MSCCD: a grammar pluggable code clone detecter

Features

MSCCD provides a tokenizer generator for supporting any new programming language if its grammar definition in g4 file exists.

MSCCD can detect type-3 code clones for the supported languages.

See our paper(accepted by ICPC2022) in https://arxiv.org/pdf/2204.01028.pdf for more details.

Docker Image

Please use the provideded docker image:

Link: https://drive.google.com/file/d/17zsCf-5FnKbE1iPw6Ca4onW5ckQX69eQ/view?usp=sharing

MSCCD;s path: /root/MSCCD

Environment dependence

We have tested MSCCD on Ubuntu 18.04LTS / MacOS Monterey.

MSCCD mainly depends on these environments:

Python v3.6.9
Java 11 (Newer than Java9) (Remember to set version by editting modules/msccd_tokenizers/pom.xml when using a different version)
Maven v3.8.5
jinja2 (pip3)
ujson (pip3)

We added some interfaces and methods to ANTLR4.8 and packaged a .jar file for MSCCD. Please install the provided antlr-4.8-modified.jar to your local maven repository.
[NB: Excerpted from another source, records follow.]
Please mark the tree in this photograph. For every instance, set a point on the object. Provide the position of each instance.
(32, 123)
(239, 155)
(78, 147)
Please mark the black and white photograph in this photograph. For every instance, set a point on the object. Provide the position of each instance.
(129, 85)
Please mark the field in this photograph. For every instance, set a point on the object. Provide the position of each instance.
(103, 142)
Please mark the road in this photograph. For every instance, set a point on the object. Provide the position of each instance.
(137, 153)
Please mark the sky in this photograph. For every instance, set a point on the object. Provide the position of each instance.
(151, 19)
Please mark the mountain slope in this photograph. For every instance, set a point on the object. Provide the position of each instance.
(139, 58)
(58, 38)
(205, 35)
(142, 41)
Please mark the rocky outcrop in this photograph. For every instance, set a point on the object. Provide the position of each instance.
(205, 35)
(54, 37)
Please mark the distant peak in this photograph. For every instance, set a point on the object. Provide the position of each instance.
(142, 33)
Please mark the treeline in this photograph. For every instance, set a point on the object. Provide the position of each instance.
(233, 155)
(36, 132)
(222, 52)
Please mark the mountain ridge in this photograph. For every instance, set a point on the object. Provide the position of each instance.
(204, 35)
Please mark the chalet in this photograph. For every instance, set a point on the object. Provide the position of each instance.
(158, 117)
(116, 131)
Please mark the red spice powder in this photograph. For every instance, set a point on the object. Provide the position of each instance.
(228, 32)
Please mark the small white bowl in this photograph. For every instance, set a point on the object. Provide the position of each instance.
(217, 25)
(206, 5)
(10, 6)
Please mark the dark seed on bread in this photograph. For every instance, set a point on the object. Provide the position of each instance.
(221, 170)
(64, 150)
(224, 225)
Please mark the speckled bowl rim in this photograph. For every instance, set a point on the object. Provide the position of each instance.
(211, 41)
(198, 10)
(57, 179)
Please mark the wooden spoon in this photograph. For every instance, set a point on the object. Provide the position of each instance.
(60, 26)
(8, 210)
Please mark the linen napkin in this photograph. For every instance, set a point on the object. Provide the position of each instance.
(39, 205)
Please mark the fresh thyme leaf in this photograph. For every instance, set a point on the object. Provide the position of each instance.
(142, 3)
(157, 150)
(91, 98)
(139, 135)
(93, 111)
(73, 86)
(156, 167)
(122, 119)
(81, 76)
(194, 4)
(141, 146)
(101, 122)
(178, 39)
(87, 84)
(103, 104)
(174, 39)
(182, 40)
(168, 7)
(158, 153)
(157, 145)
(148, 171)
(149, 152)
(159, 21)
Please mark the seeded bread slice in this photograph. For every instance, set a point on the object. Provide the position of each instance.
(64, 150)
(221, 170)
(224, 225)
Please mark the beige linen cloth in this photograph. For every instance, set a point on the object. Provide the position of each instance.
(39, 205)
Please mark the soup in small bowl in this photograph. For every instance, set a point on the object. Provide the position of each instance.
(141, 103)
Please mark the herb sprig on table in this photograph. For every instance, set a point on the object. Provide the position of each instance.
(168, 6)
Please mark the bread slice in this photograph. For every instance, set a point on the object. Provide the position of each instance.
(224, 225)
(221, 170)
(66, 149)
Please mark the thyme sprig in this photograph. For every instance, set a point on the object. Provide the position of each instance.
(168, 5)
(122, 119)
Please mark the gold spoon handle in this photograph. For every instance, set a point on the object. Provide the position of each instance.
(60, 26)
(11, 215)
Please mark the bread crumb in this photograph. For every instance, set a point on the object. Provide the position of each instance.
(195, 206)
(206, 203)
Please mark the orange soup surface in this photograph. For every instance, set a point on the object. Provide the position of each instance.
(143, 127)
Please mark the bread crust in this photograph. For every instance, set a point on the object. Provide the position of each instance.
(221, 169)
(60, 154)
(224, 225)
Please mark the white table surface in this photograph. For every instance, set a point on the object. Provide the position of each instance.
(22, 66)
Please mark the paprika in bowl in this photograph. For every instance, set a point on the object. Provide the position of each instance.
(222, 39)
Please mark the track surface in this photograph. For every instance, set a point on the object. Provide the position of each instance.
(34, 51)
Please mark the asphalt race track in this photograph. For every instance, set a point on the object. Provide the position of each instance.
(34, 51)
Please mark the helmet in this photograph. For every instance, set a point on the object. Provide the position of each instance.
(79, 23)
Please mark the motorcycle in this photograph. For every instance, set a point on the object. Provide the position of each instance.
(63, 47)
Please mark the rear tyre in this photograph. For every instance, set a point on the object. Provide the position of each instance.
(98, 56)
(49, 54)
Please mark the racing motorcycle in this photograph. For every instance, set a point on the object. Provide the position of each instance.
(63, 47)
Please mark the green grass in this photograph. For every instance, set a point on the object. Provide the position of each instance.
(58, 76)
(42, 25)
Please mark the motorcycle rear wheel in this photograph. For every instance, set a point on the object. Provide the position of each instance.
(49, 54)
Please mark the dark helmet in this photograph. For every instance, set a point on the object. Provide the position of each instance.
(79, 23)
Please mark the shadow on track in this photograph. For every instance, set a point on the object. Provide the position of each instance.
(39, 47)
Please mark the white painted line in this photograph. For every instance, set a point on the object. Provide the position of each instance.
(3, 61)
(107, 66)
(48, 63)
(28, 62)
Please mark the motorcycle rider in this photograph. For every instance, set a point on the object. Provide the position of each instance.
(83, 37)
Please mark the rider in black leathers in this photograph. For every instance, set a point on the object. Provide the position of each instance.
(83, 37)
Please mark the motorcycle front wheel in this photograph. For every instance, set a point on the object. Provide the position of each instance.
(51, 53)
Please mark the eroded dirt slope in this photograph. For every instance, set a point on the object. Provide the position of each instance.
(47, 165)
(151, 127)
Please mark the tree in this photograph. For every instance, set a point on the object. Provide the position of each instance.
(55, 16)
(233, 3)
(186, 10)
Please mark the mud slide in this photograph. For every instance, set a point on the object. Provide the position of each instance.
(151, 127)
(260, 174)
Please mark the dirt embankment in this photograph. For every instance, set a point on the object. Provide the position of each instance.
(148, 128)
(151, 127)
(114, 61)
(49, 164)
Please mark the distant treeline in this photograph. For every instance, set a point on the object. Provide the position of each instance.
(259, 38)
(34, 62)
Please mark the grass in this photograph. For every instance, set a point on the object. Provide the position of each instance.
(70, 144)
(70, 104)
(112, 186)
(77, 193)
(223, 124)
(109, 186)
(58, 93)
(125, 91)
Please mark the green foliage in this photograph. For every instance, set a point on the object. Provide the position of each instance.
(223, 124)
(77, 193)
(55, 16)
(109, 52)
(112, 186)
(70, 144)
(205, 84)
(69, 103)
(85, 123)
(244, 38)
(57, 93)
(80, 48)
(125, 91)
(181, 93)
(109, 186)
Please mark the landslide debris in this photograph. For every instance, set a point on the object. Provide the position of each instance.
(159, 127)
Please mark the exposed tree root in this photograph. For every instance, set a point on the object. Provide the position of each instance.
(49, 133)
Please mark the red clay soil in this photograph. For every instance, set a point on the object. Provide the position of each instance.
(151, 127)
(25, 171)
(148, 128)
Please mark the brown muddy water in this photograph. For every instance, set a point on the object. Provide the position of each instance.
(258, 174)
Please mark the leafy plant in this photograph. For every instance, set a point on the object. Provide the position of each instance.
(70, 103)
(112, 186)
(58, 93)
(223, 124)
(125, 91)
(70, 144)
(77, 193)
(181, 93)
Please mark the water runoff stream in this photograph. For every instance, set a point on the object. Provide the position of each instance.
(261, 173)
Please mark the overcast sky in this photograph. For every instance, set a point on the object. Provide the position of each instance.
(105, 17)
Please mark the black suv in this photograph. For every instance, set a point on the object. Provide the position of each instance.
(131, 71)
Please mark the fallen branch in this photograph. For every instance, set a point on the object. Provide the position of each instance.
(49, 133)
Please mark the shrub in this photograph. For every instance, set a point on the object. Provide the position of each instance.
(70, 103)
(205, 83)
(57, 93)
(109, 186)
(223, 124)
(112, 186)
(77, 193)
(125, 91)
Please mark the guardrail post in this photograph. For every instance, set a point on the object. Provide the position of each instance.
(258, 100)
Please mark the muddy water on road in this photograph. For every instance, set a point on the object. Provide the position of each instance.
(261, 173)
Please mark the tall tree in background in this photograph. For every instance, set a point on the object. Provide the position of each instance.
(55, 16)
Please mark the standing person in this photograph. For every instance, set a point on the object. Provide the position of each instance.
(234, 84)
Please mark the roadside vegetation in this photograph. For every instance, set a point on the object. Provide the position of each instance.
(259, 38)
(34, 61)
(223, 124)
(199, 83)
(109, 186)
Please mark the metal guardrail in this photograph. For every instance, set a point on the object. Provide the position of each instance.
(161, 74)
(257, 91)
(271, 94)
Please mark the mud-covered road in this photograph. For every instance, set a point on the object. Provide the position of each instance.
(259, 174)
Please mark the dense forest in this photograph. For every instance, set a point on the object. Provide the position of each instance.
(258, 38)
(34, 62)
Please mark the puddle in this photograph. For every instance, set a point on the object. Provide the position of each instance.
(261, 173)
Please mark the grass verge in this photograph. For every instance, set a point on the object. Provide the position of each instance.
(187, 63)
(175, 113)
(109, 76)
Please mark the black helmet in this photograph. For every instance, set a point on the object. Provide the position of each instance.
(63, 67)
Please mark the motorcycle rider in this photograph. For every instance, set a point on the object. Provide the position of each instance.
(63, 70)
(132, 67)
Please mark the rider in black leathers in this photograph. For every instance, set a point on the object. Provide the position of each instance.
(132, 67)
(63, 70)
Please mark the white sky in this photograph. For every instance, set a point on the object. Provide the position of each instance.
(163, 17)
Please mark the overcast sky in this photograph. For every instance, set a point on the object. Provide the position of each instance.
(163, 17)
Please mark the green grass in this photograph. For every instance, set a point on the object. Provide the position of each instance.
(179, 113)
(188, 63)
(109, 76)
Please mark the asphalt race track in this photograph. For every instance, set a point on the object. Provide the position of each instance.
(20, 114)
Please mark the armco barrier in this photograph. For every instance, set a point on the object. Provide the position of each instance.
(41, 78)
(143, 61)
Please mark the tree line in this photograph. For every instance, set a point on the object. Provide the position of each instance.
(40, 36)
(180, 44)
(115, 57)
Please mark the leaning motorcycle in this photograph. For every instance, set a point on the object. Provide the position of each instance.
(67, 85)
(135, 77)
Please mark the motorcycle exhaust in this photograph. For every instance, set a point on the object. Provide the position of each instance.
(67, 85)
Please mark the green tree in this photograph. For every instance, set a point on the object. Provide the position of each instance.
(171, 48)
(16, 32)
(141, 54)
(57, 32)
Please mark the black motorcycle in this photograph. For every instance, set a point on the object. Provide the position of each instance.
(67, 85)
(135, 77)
mvn install:install-file -Dfile=./lib/antlr-4.8-modified.jar -DgroupId=org.nagoya_u.ertl.sa -DartifactId=antlr-v4.8-modified -Dversion=4.8 -Dpackaging=jar 

Generate a tokenizer for the target language

First, edit ./parserConfig.json :

parser: The path of the grammar folder, including g4 files and sometimes java programs.
grammarName: The grammar name defined in the g4 file. It can also be checked in pom.xml (for grammars from grammarsv4)
startSymbol: Can be easily checked in pom.xml or the g4 file.

Then, generate the tokenizer by:

python3 tokenizerGeneration.py

Configure the tool

We can configure the tool by config.json. Here are the items:

inputProject: A list of paths. Each path presents a project you want to detect.
keywordsList: The path of the keywordslist.
languageExtensionName: A list of the extension names of the target language.
minTokens: The minimum size of the token bag in clone detection.
minTokensForBagGeneration: The minimum size of the token bag in tokenization. A smaller value will provide a larger range of token bag sizes in clone detection; a bigger one will make the tokenizer faster when you don’t want small bags.
detectionThreshold: The similarity threshold with a number in the range(0,1). If the overlapping similarity of a code pair is higher than the threshold, they will be seen as clones. A higher threshold will increase accuracy and reduce recall, and vice versa.
maxRound: The max granularity value to detect.
tokenizer: The name of generated tokenizer. It is the same as “grammarName” in parserConfig.json
threadNum_tokenizer
threadNum_detection

Execute MSCCD

Users may always need to do several detections for the same project. So we can save the necessary data in a task object to save time for the execution next time.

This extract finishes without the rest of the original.